Lactate drives vascular endothelial growth factor (VEGF)/angiogenesis in normoxic conditions. In genetically engineered mice that formed tumors, lactate was administered intraperitoneally for 2 weeks. (A) Anti-CD31 stain shows a marked increase in vascularity when compared to saline control injections. (B) Tumors demonstrated marked increase in HIF1α despite normoxic conditions, shown by lack of stain from anti-pimo (pimonidazole). Kidney is shown as control. Scale bar: 10 µm. Used with permission from Goodwin et al. (12).

Figure 5

The anesthetized canine model.

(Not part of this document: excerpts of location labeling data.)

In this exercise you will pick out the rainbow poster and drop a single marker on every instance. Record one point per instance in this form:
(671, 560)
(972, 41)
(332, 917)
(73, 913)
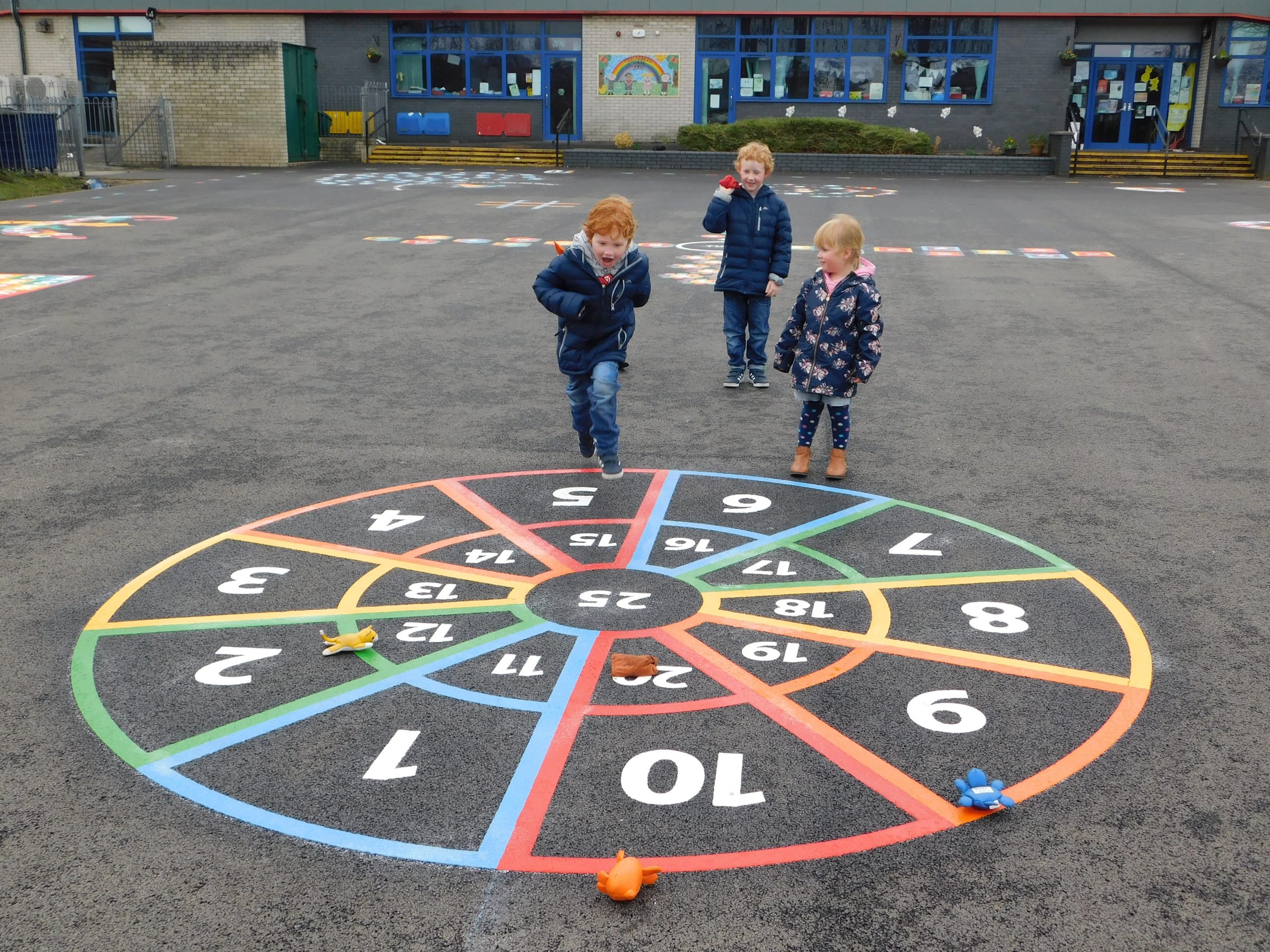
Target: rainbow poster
(639, 74)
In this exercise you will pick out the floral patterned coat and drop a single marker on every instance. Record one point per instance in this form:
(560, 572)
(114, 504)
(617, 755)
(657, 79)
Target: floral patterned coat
(831, 343)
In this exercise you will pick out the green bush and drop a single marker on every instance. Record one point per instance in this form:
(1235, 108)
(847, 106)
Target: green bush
(793, 135)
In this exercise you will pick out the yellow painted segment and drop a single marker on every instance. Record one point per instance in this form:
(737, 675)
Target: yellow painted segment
(102, 617)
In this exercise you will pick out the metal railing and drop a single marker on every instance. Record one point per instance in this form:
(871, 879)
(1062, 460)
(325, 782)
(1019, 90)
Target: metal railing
(42, 134)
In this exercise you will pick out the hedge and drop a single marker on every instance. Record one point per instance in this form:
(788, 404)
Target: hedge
(812, 135)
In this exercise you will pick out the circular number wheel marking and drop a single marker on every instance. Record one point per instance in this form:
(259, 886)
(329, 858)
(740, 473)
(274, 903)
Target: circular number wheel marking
(827, 663)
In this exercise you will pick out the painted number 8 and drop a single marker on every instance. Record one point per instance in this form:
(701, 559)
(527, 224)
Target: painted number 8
(997, 617)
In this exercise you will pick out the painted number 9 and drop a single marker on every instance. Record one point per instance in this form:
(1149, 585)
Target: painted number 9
(997, 617)
(924, 708)
(745, 503)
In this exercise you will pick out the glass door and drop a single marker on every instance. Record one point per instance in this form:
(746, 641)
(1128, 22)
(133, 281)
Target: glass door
(715, 91)
(563, 99)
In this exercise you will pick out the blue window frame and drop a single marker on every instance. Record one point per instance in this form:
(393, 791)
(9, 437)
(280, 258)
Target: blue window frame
(454, 58)
(1249, 71)
(94, 42)
(797, 59)
(951, 59)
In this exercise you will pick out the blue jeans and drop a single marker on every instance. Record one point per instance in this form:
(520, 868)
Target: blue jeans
(738, 314)
(593, 402)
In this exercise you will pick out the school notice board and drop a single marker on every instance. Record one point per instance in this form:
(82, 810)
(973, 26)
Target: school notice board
(639, 74)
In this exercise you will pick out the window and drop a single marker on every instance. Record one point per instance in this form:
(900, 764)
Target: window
(1246, 75)
(94, 41)
(477, 58)
(799, 58)
(949, 58)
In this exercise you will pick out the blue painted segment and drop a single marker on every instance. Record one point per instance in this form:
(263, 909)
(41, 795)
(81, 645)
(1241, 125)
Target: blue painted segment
(535, 753)
(639, 560)
(239, 810)
(732, 554)
(477, 697)
(318, 708)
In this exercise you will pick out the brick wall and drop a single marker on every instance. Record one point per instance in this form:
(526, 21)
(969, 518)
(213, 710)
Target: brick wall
(226, 98)
(230, 27)
(48, 54)
(644, 117)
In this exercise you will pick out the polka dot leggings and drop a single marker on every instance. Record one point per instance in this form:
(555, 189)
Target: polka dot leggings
(840, 419)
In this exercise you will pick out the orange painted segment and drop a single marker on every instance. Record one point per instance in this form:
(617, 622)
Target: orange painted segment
(867, 767)
(535, 545)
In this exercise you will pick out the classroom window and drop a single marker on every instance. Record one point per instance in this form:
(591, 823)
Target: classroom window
(799, 58)
(1249, 71)
(448, 58)
(949, 59)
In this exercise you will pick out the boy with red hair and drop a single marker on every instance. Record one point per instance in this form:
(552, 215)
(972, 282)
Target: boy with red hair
(593, 289)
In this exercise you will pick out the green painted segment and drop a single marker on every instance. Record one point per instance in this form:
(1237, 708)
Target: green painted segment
(333, 617)
(829, 561)
(1035, 550)
(330, 692)
(724, 560)
(92, 708)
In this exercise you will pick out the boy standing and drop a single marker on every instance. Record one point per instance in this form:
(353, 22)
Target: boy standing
(595, 289)
(756, 259)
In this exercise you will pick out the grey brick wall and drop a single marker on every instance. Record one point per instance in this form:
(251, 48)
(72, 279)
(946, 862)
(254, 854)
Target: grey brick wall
(798, 163)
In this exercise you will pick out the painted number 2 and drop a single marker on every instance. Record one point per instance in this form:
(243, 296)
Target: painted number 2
(599, 598)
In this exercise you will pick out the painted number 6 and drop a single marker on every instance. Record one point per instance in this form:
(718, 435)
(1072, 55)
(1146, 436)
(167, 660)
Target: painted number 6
(745, 503)
(924, 708)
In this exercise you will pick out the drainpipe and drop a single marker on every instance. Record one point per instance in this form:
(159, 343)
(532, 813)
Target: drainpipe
(22, 36)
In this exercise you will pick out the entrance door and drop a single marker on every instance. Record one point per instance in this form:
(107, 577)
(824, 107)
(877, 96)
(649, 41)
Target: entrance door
(563, 99)
(715, 91)
(300, 92)
(1126, 99)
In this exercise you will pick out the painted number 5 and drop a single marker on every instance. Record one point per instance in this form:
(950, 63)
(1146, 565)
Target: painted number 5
(924, 708)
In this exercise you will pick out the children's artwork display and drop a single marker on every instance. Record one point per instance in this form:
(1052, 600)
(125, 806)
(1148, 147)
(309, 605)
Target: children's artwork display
(816, 665)
(639, 74)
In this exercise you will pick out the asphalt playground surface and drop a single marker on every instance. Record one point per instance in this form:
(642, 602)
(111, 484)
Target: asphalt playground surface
(250, 352)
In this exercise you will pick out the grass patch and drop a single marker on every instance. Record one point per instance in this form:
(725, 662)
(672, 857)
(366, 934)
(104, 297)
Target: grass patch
(812, 135)
(22, 186)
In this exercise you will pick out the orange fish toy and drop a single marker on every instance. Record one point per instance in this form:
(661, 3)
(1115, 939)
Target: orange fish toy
(624, 880)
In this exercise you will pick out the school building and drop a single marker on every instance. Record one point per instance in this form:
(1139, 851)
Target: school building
(518, 70)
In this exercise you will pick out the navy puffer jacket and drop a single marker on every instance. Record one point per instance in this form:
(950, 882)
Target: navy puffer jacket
(596, 321)
(831, 343)
(759, 243)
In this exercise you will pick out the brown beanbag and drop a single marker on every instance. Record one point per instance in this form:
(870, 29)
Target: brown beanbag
(634, 665)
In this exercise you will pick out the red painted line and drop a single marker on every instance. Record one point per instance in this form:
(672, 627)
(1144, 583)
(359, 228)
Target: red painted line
(668, 708)
(640, 522)
(529, 824)
(701, 862)
(535, 545)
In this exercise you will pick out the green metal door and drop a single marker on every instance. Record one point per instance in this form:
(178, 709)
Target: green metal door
(300, 88)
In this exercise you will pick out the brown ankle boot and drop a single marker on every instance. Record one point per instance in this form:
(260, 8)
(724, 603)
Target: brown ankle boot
(802, 461)
(837, 465)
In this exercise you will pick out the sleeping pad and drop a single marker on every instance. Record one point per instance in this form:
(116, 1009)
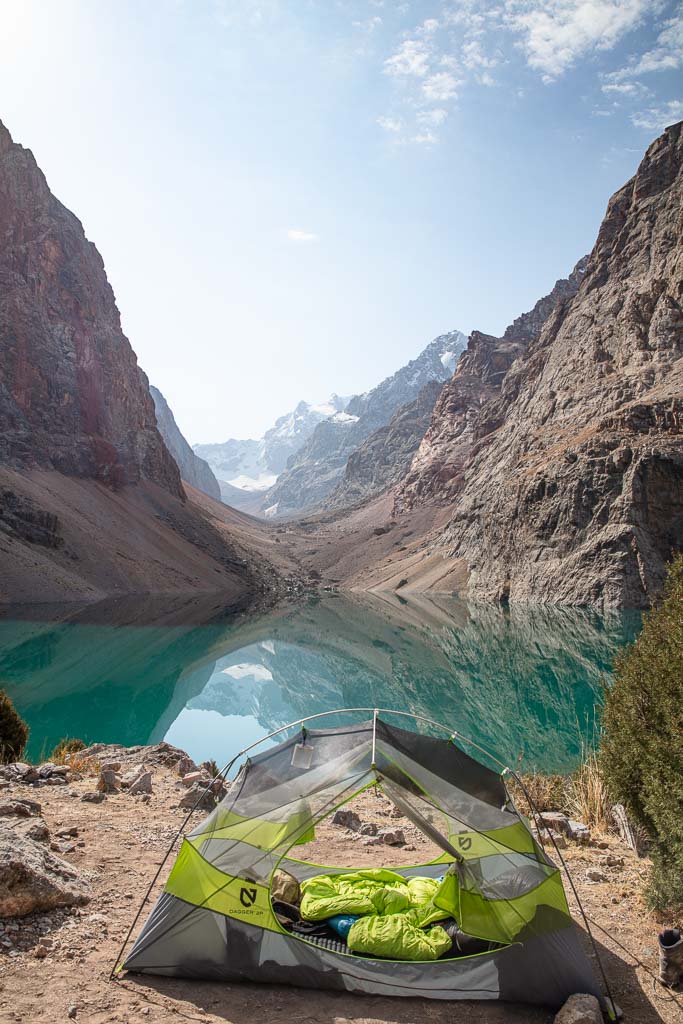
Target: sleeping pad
(393, 911)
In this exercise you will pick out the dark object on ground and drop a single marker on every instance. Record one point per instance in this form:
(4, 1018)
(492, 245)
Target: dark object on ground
(13, 731)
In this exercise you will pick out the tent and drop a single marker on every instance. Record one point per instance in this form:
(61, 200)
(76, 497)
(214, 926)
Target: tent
(214, 919)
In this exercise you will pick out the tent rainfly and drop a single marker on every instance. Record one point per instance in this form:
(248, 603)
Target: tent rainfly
(215, 920)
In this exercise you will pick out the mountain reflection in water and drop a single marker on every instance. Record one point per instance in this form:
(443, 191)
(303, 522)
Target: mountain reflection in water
(522, 682)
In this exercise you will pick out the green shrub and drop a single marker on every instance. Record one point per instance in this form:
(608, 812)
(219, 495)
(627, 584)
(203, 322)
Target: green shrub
(642, 752)
(65, 747)
(13, 731)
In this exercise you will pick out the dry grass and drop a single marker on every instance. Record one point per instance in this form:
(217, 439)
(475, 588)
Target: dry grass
(589, 800)
(547, 793)
(582, 796)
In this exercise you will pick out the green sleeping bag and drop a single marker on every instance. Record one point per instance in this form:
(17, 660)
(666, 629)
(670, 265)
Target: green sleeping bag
(372, 891)
(398, 937)
(393, 912)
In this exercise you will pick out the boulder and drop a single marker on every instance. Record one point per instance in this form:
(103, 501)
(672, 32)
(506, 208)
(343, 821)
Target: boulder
(392, 837)
(32, 827)
(108, 781)
(32, 879)
(200, 796)
(556, 820)
(195, 776)
(141, 784)
(14, 808)
(93, 798)
(580, 1009)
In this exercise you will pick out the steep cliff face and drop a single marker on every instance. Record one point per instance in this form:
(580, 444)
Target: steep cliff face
(574, 492)
(193, 469)
(72, 395)
(319, 464)
(466, 408)
(91, 502)
(385, 458)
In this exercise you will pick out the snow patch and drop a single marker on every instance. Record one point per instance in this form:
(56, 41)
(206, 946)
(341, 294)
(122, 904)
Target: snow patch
(344, 418)
(259, 673)
(260, 482)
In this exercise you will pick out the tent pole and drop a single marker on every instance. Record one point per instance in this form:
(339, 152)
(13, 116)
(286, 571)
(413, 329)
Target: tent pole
(165, 858)
(375, 711)
(611, 1012)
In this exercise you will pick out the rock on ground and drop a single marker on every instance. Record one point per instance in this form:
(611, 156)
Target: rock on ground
(580, 1009)
(32, 879)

Note that the anesthetized animal is supine and mechanically ventilated. The femoral artery and vein are dissected. The artery can be cannulated to direct blood out of the animal to a pump-perfusion system, where selected infusates can be mixed with the blood before returning to the animal via the femoral vein. Arterial blood pressure is also monitored on the arterial line, and arterial blood samples can be taken as desired. Electroencephalogram (EEG) leads are also placed on the head, electrocardiogram (ECG) leads on the chest, the bladder is catheterized, a rectal temperature probe is placed, and various solutions are shown in warmed bathes beside the animal for precise pump-controlled infusions. (Personal photo).